My new book, Deep Fitness: The Mindful, Science-Based Strength-Training Method to Transform Your Well-Being in 30 Minutes a Week, coauthored with Philip Shepherd, came out on October 12, 2021. The following is an adapted excerpt from the book. If you want to learn more, order now!
To improve our cardiovascular health, the common assumption is that we have to do lots of aerobic exercise. But strength training turns out to be a powerful way to protect our hearts.
One long-term study of over 12,000 men and women found that, independent of any aerobic training, those who did strength training for less than an hour a week lowered their risk of heart attack and stroke by up to 70%. Not a bad return on the time investment.
Equally impressive is another study that found 30 minutes of strength training a week reduced people’s risk of a heart attack as much as 2.5 hours of brisk walking every week.
One massive study followed over 1,500 male firefighters for 10 years. The firefighters did a treadmill stress test—considered the gold standard for determining cardiovascular health—as well as a push-up test, to see how many push-ups they could do at a set speed. The researchers were surprised to discover that the simple push-up test was a better predictor of someone’s risk for future cardiovascular problems than the sophisticated treadmill stress test. In fact, firefighters who had completed more than 40 push-ups were 96% less likely to suffer a cardiovascular problem than those who completed fewer than 10 push-ups.
When you look at the range of ways in which strength training improves cardiovascular health, its effectiveness should come as no surprise:
It lowers abdominal fat, which decreases inflammation.
It lowers blood pressure.
It raises good cholesterol and lowers harmful cholesterol.

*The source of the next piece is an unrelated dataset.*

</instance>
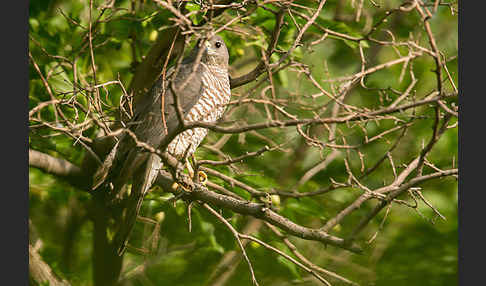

It reduces triglycerides in the blood, which are a type of fat that can lead to a hardening of the arteries or a thickening of the artery walls.
It improves the functioning of the circulatory system, helping grow new blood vessels and reducing arterial stiffness.
Despite those clear benefits, strength training is rarely prescribed to patients with heart disease because of concerns about safety. It has been suggested, for instance, that weight training can put dangerous loads on the heart. A review of studies on the issue conducted at McMaster University in Ontario, though, reported that “the misconception that [resistance exercise training] is less safe than [aerobic exercise training] in physically or metabolically vulnerable individuals lacks empirical evidence.” In fact, data from five studies on older adults with cardiovascular disease suggest that resistance training may actually be safer for the heart than aerobic exercise.
Heart disease is the leading cause of death in the world, and yet few people seem to realize how strength training can help prevent it, among many other benefits.